Locks set by LOCK IN SHARE MODE and FOR UPDATE reads are released when the transaction is committed or rolled back.
As an example of a situation in which a locking read is useful, suppose that you want to insert a new row into a table child, and make sure that the child row has a parent row in table parent. The following discussion describes how to implement referential integrity in application code.
Suppose that you use a consistent read to read the table parent and indeed see the parent row of the to-be-inserted child row in the table. Can you safely insert the child row to table child? No, because it is possible for some other session to delete the parent row from the table parent in the meantime without you being aware of it.
The solution is to perform the SELECT in a locking mode using LOCK IN SHARE MODE:
SELECT * FROM parent WHERE NAME = 'Jones' LOCK IN SHARE MODE;
A read performed with LOCK IN SHARE MODE reads the latest available data and sets a shared mode lock on the rows read. A shared mode lock prevents others from updating or deleting the row read. Also, if the latest data belongs to a yet uncommitted transaction of another session, we wait until that transaction ends. After we see that the LOCK IN SHARE MODE query returns the parent 'Jones', we can safely add the child record to the child table and commit our transaction.
Let us look at another example: We have an integer counter field in a table child_codes that we use to assign a unique identifier to each child added to table child. It is not a good idea to use either consistent read or a shared mode read to read the present value of the counter because two users of the database may then see the same value for the counter, and a duplicate-key error occurs if two users attempt to add children with the same identifier to the table.
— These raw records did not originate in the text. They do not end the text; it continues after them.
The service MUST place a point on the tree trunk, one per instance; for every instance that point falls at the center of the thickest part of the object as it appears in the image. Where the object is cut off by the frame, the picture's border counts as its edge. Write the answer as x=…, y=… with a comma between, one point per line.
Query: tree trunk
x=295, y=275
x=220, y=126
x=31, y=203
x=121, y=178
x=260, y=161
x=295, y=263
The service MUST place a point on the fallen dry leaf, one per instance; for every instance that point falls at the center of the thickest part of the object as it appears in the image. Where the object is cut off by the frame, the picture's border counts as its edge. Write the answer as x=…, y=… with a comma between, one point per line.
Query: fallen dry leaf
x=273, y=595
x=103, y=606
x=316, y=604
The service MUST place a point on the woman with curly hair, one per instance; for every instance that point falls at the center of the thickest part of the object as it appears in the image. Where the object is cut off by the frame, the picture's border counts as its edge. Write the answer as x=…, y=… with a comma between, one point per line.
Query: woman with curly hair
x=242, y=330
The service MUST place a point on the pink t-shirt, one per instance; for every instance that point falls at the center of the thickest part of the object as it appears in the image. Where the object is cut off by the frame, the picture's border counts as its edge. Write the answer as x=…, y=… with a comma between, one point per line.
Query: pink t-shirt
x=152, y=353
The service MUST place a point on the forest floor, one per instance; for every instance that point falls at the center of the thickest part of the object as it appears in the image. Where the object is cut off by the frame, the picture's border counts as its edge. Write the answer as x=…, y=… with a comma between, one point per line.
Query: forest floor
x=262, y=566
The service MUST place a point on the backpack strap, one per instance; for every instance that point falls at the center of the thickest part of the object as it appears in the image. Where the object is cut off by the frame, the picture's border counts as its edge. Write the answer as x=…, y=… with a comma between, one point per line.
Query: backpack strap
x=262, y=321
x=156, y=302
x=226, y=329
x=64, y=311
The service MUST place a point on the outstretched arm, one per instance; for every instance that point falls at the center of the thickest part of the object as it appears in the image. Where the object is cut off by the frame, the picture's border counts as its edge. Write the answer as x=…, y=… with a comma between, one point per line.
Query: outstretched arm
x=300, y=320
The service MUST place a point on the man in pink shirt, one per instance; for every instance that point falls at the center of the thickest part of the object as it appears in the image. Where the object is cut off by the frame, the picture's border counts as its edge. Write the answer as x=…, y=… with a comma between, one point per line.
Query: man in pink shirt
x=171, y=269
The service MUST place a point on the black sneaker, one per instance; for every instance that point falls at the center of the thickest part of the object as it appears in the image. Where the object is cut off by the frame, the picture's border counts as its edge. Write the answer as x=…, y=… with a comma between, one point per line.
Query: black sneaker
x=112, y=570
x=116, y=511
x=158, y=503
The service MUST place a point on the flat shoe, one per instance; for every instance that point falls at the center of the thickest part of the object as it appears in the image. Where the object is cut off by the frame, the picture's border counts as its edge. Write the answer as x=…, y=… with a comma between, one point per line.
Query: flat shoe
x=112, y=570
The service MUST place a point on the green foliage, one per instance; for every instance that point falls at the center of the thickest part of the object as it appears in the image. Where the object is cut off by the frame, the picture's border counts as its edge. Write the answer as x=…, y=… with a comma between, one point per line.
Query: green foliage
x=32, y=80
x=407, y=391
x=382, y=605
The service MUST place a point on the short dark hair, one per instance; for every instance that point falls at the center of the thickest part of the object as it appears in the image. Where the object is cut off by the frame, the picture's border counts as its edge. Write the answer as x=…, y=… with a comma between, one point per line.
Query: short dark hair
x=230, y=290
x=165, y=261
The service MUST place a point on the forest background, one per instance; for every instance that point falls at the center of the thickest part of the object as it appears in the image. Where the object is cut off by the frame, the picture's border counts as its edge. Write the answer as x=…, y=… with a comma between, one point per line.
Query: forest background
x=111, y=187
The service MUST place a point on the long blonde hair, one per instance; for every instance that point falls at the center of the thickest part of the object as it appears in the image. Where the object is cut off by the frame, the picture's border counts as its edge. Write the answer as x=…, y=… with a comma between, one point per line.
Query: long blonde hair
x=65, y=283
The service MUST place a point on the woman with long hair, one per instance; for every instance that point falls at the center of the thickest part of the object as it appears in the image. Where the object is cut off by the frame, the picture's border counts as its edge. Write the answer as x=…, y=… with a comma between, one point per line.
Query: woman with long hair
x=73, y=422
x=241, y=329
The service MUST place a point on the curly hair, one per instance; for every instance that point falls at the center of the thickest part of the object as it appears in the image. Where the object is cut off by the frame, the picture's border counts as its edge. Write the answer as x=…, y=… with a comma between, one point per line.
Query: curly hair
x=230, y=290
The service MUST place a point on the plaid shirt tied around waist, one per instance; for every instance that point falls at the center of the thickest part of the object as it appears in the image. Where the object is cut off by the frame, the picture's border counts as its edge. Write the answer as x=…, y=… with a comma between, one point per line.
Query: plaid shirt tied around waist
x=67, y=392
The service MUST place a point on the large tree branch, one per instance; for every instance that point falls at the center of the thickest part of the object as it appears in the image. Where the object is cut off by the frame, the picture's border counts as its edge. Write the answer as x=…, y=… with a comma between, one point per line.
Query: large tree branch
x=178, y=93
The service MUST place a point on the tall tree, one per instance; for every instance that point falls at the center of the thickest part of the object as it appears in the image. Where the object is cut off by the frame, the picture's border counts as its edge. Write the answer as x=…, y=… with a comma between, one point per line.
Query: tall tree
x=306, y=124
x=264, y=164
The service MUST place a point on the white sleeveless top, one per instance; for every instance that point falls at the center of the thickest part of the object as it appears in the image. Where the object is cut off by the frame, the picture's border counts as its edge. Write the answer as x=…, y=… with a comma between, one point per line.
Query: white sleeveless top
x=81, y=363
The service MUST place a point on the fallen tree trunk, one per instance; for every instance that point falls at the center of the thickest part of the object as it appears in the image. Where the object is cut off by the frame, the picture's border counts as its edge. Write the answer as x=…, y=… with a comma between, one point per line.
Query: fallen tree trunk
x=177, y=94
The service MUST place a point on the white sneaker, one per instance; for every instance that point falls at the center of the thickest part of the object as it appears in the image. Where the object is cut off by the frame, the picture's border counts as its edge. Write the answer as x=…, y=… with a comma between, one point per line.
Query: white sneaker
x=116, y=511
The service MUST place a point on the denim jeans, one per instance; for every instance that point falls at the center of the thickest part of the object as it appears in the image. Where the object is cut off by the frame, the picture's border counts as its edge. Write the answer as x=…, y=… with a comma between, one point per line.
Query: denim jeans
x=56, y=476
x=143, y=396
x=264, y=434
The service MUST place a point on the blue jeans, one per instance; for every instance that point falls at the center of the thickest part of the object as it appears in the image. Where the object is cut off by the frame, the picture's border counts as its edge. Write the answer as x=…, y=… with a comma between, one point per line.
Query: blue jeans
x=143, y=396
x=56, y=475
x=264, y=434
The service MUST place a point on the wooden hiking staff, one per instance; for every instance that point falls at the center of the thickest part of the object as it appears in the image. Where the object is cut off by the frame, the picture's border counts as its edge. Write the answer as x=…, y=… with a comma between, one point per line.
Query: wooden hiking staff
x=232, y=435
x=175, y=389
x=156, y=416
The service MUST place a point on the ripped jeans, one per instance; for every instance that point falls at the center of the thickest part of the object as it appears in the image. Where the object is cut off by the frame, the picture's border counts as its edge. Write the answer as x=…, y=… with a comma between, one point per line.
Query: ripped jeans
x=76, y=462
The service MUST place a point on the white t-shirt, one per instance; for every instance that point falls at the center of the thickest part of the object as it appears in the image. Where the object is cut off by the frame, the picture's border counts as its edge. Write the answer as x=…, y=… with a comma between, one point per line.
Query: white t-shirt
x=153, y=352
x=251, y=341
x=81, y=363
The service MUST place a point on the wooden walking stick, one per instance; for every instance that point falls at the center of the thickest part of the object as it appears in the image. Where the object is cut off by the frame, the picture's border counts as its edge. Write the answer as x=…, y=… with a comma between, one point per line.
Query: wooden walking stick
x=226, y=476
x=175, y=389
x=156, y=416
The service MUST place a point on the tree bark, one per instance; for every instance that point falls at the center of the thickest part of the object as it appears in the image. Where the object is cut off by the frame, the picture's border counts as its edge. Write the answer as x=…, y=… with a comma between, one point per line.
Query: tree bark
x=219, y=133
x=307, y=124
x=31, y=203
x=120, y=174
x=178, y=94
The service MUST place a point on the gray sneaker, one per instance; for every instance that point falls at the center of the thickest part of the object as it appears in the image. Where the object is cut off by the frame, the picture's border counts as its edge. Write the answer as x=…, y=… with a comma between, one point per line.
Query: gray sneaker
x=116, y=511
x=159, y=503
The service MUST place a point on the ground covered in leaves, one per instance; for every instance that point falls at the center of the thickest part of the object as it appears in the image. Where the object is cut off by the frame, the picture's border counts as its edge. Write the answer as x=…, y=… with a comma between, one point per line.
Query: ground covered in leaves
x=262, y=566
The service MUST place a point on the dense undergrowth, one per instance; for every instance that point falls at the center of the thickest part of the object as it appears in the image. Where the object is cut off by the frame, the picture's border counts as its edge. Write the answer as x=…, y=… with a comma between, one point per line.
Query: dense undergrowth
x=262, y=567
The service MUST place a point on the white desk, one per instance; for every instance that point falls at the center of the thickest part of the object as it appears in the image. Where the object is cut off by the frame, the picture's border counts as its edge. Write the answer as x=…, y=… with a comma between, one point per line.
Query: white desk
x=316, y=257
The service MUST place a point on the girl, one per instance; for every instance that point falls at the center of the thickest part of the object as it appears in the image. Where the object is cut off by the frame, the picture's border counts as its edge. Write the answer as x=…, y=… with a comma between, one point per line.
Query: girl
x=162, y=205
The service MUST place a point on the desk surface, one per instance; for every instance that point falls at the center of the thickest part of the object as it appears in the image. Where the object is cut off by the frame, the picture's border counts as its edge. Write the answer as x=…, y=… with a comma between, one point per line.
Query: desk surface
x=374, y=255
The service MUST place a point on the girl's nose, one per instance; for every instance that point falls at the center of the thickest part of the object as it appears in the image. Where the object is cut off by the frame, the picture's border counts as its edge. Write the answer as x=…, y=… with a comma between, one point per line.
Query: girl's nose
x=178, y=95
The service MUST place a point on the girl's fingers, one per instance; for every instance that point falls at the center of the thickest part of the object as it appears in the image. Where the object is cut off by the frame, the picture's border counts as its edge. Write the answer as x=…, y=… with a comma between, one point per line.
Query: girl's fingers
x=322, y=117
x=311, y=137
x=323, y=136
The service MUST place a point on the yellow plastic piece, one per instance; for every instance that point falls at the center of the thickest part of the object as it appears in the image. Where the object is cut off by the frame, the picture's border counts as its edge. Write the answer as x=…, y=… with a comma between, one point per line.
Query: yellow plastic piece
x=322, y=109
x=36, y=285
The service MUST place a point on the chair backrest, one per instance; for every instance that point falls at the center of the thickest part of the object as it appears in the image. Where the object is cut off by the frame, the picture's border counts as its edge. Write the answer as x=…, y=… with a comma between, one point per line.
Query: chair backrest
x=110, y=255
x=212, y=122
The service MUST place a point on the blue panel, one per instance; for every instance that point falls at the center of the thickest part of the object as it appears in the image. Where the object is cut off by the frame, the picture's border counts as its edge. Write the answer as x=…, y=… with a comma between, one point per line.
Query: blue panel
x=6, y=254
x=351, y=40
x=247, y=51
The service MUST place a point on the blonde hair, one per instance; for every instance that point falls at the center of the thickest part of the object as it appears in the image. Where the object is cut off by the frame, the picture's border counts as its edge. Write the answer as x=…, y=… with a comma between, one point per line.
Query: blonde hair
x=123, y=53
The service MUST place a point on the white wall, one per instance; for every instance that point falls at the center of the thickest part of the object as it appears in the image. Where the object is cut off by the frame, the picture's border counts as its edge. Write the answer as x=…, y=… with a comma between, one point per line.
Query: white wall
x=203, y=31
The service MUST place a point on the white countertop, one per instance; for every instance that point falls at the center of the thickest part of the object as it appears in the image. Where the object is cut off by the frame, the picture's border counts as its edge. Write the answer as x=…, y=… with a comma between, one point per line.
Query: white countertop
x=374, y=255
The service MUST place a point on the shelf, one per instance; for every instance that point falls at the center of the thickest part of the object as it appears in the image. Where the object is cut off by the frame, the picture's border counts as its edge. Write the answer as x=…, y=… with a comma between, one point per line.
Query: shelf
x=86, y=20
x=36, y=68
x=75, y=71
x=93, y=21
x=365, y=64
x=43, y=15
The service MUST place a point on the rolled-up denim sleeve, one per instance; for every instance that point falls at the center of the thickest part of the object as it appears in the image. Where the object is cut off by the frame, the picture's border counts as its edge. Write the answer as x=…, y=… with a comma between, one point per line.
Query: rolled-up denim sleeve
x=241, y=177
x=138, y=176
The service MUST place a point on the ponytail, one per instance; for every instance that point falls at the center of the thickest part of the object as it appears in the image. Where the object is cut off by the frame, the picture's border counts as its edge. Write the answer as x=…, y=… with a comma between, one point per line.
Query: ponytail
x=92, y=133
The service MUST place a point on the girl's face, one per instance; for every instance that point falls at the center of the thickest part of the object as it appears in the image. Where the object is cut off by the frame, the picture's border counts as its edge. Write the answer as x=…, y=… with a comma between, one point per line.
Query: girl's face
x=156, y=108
Here, LOCK IN SHARE MODE is not a good solution because if two users read the counter at the same time, at least one of them ends up in deadlock when it attempts to update the counter.
To implement reading and incrementing the counter, first perform a locking read of the counter using FOR UPDATE, and then increment the counter. For example:
SELECT counter_field FROM child_codes FOR UPDATE; UPDATE child_codes SET counter_field = counter_field + 1;
A SELECT ... FOR UPDATE reads the latest available data, setting exclusive locks on each row it reads. Thus, it sets the same locks a searched SQL UPDATE would set on the rows.
The preceding description is merely an example of how SELECT ... FOR UPDATE works. In MySQL, the specific task of generating a unique identifier actually can be accomplished using only a single access to the table:
UPDATE child_codes SET counter_field = LAST_INSERT_ID(counter_field + 1); SELECT LAST_INSERT_ID();
The SELECT statement merely retrieves the identifier information (specific to the current connection). It does not access any table.